Years of societal pressure and public policy have resulted in our youths not being encouraged to pursue the trades but rather to seek degrees in two- and four-year institutions.
While the traditional college path presents great opportunities for some, time has shown that a one-size-fits-all approach to career readiness is not working. It is time for us to work together to break down barriers that are preventing young adults from a successful career in the skilled trades.
Recent workforce studies have shown that the three most prominent trades in Snohomish County are carpenters, construction laborers and electricians, who collectively make up almost a third of the construction industry.
North Snohomish County has been identified as a potential hub for these skilled trades because of the renewed focus from local school districts on career and technical education (CTE) programs, the regional growth and skilled labor projects slated for the near future, and the presence of the new Arlington-Marysville Manufacturing Industrial Center, which is projected to foster more than 20,000 family wage jobs in coming years.
An ongoing effort has brought together a diverse and invested group of local stakeholders, including educators, elected officials and leaders from labor and industry.
One problem identified by labor is that those going into apprenticeships are already in their late 20s. This means we are losing out on an entire decade of productivity and career development for youths once they graduate from high school. The goal of our effort is to create a more seamless transition from the K-12 education system into a career in the skilled trades.
Everett Community College has partnered with local school districts to work on dual-credit opportunities so that a prospective student could enroll in a pre-apprenticeship program resulting in a high school diploma and college credit.
Partnerships with local labor unions have resulted in curriculum development so that students who complete a pre-apprenticeship program will have a direct pathway from high school graduation to a career in the skilled trades.

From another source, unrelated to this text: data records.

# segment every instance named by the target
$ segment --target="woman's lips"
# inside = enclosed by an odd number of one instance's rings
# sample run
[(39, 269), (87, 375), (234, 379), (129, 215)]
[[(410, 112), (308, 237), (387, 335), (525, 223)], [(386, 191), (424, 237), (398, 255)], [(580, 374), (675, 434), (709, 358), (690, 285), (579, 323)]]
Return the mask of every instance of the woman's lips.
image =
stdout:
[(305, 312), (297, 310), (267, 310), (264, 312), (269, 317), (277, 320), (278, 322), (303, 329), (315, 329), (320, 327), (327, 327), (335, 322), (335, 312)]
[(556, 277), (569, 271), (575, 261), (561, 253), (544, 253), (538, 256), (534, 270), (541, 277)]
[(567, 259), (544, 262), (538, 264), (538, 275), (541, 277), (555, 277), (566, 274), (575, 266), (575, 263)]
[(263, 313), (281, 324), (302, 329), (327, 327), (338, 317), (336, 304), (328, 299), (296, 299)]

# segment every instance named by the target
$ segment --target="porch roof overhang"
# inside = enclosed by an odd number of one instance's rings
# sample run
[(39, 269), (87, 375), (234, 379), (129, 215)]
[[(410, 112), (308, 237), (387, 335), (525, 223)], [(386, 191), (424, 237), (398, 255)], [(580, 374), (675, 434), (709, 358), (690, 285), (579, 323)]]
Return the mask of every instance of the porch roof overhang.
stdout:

The program would include classroom training on construction-related coursework, including worker safety, reading blueprints, applied mathematics, use of basic hand tools and more.
Creating an easier path for our youth to enter the skilled trades benefits the entire community. The potential for increased graduation rates gives an advantage to school districts. An increase in the skilled workforce will be an asset to labor organizations and businesses. Local residents will have greater opportunity to fill local jobs paying wages that can support families.
This would require a further look into state policies and funding for education to reduce barriers and encourage programs that prepare students for careers in skilled trades. However, we can start taking steps toward creating more pathways for students with the pre-apprenticeship program in the works now.
David Beyer is president of EvCC. Leonard Kelley is secretary/treasurer for the Snohomish County Labor Council and mayor of Stanwood. Jon Nehring is mayor of Marysville. Nate Nehring is a Snohomish County council member. And Barbara Tolbert is mayor of Arlington.